Dear Harper,
The bushes we planted for you are dying, and I've run out of ways to care for them. So I watch the leaves wilt, and turn brown, and hope they will be renewed when spring comes. I'm sorry, little one. I feel this is another way in which I failed you.
We visited your grandma this weekend and as we drove in the car, she pointed out sights and scenes to keep Shea entertained. "What are they building?" he asked. "A new hospital," she told him.
Apparently Shea has triggers, too. "Our baby died," he told my mom.
Rosh Hanshanah begins tomorrow. The 5 month anniversary of your death is the day after. Sweetness and family, loss and sorrow. Already the week has begun with the news of another baby dying, the family member of a dear friend, and my heart breaks to know that someone else has to join the ranks of those who have lost a child.
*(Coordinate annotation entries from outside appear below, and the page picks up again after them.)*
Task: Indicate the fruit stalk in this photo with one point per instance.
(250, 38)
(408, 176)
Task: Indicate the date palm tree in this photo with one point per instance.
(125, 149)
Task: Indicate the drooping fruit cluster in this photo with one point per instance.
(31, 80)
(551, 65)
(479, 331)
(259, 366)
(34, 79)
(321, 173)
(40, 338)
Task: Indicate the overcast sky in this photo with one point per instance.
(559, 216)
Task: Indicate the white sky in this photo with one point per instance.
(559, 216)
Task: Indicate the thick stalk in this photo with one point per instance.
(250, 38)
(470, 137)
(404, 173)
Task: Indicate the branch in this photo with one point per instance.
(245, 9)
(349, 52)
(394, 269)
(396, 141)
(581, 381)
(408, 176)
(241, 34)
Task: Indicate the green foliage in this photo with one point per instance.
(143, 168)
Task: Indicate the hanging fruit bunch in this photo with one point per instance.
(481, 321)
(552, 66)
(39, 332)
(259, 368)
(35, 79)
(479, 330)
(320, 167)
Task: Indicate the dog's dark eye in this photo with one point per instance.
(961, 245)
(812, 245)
Rosh Hashanah is a time to look back at the mistakes of the previous year. Harper bean, I've been doing a lot of thinking about genetics lately, trying to root for the 75% chance of having a healthy, SLOS-free child. And I'm finding it makes me feel tremendously guilty. What if we waited another month? What if it wasn't that egg, that sperm, that embryo? You? Would I be worse off for not having known you? Or better for it, up nursing rather than sitting in the oppressive silence of our sleeping house?
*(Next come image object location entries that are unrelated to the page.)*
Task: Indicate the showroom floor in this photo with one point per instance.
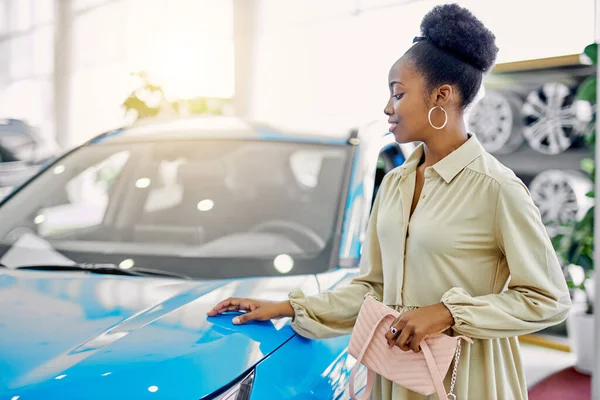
(540, 362)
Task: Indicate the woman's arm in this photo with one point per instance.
(537, 296)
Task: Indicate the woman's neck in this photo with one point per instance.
(443, 144)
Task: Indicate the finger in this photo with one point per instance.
(405, 335)
(231, 304)
(220, 307)
(394, 331)
(415, 342)
(251, 316)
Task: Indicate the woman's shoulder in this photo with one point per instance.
(491, 167)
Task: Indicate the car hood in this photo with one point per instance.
(104, 336)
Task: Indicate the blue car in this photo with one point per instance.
(112, 255)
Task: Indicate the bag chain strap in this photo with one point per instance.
(451, 395)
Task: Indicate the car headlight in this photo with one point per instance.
(240, 390)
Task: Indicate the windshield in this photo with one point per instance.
(204, 208)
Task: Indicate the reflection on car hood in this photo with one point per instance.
(105, 336)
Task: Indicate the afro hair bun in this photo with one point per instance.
(456, 30)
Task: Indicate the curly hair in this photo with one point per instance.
(456, 48)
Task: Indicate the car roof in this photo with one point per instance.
(211, 127)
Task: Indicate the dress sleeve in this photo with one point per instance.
(333, 313)
(537, 296)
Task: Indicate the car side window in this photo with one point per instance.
(389, 158)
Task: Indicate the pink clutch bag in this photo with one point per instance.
(421, 372)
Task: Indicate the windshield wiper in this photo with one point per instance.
(104, 269)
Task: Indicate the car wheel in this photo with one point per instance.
(561, 196)
(554, 119)
(496, 119)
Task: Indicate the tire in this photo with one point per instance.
(496, 119)
(561, 197)
(554, 119)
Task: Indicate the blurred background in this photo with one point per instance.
(73, 69)
(67, 67)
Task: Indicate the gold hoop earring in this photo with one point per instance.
(445, 115)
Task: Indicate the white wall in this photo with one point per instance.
(322, 64)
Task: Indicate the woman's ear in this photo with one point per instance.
(443, 95)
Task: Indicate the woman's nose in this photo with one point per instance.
(388, 110)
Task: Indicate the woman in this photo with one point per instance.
(454, 241)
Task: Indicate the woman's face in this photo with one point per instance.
(407, 108)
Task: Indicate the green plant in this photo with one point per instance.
(148, 100)
(576, 246)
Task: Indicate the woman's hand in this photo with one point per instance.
(413, 326)
(256, 310)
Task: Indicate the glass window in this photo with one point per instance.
(19, 147)
(43, 51)
(206, 208)
(20, 57)
(83, 199)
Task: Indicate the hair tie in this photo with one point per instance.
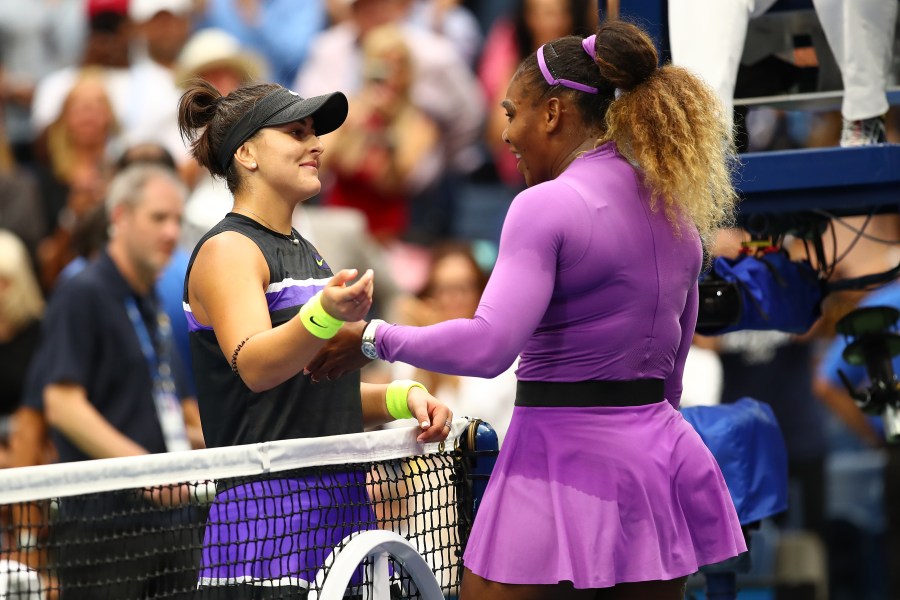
(590, 46)
(551, 80)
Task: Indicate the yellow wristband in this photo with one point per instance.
(396, 397)
(317, 321)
(Every time my mind goes down these lines about the wrong egg and wrong sperm, it makes me think of the scene from the movie, Contagion, "Somewhere in the world, the wrong pig met up with the wrong bat." Great line. Makes me chuckle a little.)
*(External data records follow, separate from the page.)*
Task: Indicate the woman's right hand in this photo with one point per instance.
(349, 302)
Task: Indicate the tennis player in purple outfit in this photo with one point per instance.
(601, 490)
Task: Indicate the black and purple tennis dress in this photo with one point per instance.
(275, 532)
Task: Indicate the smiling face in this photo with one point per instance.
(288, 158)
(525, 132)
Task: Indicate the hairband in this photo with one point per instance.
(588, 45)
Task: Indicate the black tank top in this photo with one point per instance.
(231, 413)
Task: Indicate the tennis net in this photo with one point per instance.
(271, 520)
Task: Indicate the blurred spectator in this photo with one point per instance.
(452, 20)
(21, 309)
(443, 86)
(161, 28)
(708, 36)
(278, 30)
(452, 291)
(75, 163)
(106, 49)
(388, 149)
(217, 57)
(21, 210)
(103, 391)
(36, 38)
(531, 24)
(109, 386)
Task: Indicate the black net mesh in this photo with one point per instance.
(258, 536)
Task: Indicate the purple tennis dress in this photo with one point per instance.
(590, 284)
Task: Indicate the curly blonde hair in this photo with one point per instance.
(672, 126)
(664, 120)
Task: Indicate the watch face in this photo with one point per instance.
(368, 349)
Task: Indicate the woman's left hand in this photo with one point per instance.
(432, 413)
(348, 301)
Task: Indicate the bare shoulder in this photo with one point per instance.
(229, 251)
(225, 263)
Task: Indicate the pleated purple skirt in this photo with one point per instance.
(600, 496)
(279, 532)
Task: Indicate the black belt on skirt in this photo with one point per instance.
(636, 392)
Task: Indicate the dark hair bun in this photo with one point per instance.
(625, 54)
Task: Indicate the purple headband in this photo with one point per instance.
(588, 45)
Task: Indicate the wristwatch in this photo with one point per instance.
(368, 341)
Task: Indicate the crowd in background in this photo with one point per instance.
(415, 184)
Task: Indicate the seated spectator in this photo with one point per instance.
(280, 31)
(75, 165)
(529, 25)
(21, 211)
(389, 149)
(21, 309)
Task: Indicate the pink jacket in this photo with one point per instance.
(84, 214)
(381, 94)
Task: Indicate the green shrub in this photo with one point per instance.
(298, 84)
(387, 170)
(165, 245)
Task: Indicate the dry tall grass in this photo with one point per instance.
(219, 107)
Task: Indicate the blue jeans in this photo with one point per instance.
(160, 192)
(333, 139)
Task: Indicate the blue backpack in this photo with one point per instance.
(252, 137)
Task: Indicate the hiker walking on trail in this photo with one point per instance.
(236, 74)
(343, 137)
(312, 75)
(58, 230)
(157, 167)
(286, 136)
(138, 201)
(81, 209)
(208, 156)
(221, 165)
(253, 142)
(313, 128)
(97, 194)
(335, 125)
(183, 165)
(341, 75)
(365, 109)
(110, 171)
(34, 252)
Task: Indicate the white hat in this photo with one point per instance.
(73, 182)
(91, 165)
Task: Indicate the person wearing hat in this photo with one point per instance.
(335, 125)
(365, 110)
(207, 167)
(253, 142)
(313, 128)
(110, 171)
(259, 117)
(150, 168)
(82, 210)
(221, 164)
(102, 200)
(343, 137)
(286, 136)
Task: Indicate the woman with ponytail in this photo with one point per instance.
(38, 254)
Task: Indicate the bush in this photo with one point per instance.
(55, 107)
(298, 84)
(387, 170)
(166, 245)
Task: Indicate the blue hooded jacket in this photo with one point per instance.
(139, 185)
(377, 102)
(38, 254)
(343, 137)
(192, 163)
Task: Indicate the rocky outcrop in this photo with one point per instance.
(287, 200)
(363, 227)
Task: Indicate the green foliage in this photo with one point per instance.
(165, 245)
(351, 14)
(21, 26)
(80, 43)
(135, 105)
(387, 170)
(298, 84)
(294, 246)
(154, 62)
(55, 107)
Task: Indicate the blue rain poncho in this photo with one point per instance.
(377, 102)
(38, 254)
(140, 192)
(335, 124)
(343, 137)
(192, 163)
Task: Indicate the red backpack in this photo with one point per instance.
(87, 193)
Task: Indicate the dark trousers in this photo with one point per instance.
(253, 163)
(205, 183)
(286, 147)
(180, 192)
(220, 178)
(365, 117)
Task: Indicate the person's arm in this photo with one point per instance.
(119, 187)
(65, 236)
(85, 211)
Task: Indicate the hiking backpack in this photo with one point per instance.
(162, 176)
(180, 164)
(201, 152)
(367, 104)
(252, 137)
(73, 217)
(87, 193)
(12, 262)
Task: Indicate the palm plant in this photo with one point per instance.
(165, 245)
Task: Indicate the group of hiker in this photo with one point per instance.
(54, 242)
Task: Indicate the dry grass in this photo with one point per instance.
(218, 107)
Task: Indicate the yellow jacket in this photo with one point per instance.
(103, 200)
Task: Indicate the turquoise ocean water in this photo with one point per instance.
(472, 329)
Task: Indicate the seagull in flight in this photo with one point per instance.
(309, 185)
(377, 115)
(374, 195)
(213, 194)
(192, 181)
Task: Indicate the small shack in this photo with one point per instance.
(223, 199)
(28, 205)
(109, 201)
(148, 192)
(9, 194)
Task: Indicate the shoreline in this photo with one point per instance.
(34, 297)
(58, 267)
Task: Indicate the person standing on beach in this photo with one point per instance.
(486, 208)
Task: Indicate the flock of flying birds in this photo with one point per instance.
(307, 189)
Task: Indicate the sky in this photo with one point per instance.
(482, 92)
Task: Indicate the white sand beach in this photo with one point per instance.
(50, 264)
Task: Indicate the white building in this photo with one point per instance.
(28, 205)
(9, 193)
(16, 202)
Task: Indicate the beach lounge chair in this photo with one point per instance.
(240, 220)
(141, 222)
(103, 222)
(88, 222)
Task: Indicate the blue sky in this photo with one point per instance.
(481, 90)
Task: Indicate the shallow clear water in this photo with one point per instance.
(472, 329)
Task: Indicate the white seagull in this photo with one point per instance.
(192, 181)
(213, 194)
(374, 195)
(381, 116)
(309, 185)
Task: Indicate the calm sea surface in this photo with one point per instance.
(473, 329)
"She was beautiful," a friend recently told me about you.
My beautiful baby girl.
What would life had been like if we'd waited another month? What if we choose wrong again?
What do I do if the azaleas die? Can you just plant new ones as if the bushes themselves don't matter?
How can I stop failing you?
Wishing you were here to celebrate the New Year, bean. L'shanah tovah.